We developed a lot of understandings from the first year of the project about growing winter barley, which is a relatively new crop in the Upper Midwest. I think our winter barley project team has become more adaptable and quicker to respond to changes for the research trial due to different weather conditions, soil conditions at the sites we chose for the study. These challenges actually made us more prepared and aware of how to sustainably view and carry our activities in our project. For example, we observed poor overwinter survival of winter barley at two sites, but these findings did not stop us from thinking that the winter barley did not scavenging the residual soil-nitrate, and instead, we pursued contingency plans and found similar results in winter wheat when it was planted and had higher survival ratings than the winter barley.

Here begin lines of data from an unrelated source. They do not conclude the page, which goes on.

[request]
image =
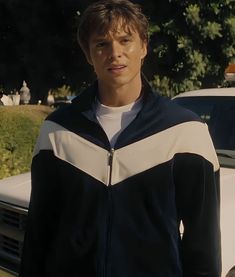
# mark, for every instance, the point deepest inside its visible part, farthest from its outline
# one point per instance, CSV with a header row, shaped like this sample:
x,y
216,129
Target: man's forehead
x,y
114,31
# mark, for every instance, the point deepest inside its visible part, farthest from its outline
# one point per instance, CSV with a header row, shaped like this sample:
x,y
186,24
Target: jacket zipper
x,y
110,164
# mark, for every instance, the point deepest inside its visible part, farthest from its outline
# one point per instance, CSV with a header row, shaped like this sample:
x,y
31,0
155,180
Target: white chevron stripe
x,y
75,150
189,137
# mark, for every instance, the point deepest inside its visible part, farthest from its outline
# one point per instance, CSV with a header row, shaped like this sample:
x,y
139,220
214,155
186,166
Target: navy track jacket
x,y
101,212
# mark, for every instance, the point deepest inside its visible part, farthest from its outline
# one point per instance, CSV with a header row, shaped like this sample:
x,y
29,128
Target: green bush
x,y
19,128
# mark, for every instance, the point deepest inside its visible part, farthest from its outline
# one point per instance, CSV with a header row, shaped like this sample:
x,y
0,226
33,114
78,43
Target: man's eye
x,y
100,44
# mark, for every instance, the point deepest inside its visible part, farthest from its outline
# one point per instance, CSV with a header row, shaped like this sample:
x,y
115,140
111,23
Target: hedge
x,y
19,128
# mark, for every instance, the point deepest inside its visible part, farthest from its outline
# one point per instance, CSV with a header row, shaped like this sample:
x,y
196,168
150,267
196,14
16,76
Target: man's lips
x,y
116,68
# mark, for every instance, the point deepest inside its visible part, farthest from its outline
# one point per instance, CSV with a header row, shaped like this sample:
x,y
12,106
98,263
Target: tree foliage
x,y
192,42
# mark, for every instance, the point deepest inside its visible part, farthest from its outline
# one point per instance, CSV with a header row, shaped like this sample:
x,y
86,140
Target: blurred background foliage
x,y
19,128
191,43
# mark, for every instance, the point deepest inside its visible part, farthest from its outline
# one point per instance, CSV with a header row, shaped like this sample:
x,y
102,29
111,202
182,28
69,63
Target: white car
x,y
216,107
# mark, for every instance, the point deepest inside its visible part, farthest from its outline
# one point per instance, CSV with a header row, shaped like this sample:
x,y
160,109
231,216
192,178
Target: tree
x,y
191,44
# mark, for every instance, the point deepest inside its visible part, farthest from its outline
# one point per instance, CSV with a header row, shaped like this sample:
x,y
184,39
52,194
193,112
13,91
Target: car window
x,y
219,114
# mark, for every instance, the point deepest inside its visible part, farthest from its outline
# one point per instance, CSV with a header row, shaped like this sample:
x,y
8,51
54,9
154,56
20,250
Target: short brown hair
x,y
100,16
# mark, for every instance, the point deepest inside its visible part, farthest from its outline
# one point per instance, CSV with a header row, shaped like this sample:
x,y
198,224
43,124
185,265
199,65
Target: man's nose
x,y
115,50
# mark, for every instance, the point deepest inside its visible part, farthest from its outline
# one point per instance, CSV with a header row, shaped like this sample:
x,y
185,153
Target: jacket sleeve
x,y
198,203
42,216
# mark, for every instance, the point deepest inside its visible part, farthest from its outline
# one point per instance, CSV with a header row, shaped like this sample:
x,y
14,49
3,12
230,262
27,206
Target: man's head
x,y
106,16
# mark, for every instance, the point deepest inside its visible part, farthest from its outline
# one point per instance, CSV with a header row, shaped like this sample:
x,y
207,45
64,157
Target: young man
x,y
115,172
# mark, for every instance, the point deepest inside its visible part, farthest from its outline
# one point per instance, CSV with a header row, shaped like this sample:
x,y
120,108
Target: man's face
x,y
117,56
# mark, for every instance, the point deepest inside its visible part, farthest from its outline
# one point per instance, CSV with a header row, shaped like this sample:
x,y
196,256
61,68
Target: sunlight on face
x,y
117,55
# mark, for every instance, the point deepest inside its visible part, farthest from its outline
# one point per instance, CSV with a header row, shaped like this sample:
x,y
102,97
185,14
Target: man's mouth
x,y
116,68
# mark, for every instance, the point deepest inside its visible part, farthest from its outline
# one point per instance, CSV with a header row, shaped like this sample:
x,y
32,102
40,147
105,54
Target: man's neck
x,y
116,96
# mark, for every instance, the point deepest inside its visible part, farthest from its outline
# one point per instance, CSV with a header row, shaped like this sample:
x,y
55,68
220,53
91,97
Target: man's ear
x,y
88,58
144,49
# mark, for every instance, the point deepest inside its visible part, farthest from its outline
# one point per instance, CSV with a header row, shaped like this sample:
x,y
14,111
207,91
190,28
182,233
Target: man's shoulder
x,y
173,113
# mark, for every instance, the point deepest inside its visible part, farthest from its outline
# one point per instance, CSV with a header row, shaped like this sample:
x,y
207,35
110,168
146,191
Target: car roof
x,y
208,92
15,190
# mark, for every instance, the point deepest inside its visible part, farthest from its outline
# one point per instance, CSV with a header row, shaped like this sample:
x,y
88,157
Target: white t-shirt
x,y
115,119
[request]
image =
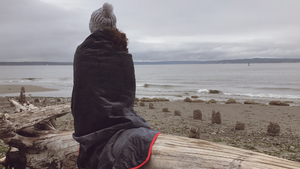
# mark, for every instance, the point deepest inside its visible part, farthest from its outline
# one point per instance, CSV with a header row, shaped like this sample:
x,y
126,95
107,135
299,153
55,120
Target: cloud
x,y
50,30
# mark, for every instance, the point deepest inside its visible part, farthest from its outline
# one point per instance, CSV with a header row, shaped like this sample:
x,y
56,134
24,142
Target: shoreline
x,y
12,89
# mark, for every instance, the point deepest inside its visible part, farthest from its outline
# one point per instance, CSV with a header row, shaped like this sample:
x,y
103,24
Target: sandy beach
x,y
256,118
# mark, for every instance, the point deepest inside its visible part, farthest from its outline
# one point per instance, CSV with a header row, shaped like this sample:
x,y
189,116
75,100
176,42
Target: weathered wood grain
x,y
174,152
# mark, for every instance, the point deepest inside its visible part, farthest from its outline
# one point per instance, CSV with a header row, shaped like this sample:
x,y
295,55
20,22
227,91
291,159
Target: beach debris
x,y
147,99
36,100
198,101
197,114
187,99
273,129
151,106
177,113
278,103
216,117
45,102
194,132
230,101
239,126
212,101
250,102
214,91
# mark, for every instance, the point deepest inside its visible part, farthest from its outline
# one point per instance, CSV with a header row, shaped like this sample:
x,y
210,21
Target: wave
x,y
31,78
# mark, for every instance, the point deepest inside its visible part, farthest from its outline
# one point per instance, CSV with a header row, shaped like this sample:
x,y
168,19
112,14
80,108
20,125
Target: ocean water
x,y
258,82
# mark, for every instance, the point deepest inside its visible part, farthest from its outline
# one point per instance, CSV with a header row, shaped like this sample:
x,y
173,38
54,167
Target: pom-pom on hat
x,y
103,18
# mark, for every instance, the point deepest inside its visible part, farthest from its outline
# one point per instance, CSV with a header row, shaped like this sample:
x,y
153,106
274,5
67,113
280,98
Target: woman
x,y
111,134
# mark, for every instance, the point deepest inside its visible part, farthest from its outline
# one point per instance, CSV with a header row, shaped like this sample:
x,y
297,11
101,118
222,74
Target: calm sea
x,y
258,82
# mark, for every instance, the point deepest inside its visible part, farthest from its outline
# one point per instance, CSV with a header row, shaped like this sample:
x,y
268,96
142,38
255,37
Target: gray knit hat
x,y
103,18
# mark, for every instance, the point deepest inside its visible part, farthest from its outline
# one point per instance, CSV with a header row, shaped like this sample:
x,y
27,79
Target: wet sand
x,y
5,89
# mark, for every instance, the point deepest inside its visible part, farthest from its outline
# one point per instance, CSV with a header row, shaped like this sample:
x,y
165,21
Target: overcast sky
x,y
158,30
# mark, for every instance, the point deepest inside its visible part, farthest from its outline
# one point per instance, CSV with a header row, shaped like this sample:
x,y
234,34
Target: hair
x,y
119,39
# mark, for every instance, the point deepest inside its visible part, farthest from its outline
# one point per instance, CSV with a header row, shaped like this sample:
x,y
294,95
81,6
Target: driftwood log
x,y
52,149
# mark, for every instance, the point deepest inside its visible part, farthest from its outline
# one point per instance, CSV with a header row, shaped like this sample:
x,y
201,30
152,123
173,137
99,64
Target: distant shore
x,y
233,61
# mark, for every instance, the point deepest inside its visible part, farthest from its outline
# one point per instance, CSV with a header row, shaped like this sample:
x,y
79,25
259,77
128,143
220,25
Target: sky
x,y
158,30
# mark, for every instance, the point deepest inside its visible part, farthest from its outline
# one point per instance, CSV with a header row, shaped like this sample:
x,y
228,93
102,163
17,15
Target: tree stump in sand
x,y
216,117
52,149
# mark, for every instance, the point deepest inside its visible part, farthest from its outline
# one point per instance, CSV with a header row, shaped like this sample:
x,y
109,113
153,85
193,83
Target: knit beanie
x,y
103,18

I think the challenges we faced and trial-and-errors lessons which all became very valuable for us provided a lot of experiences for us to continue to conduct research and understand that sustainable agriculture is not an easy topic of agriculture to attempt or pursue, but there are indeed environmental and economic benefits of sustainable agriculture practices. These sustainable agriculture changes may not at first appear as immediate economic and/or environmental benefits, but we did see the results of harvesting two crops, and found much lower soil-nitrate level for the winter barley-soybean double cropping system than the two soybean monocropping treatments. The positive awareness and impacts of sustainable agriculture I gained from this project are invaluable to us and will help us to continue to work on this trial and make a positive inspiration to me beyond this experiment to other research projects.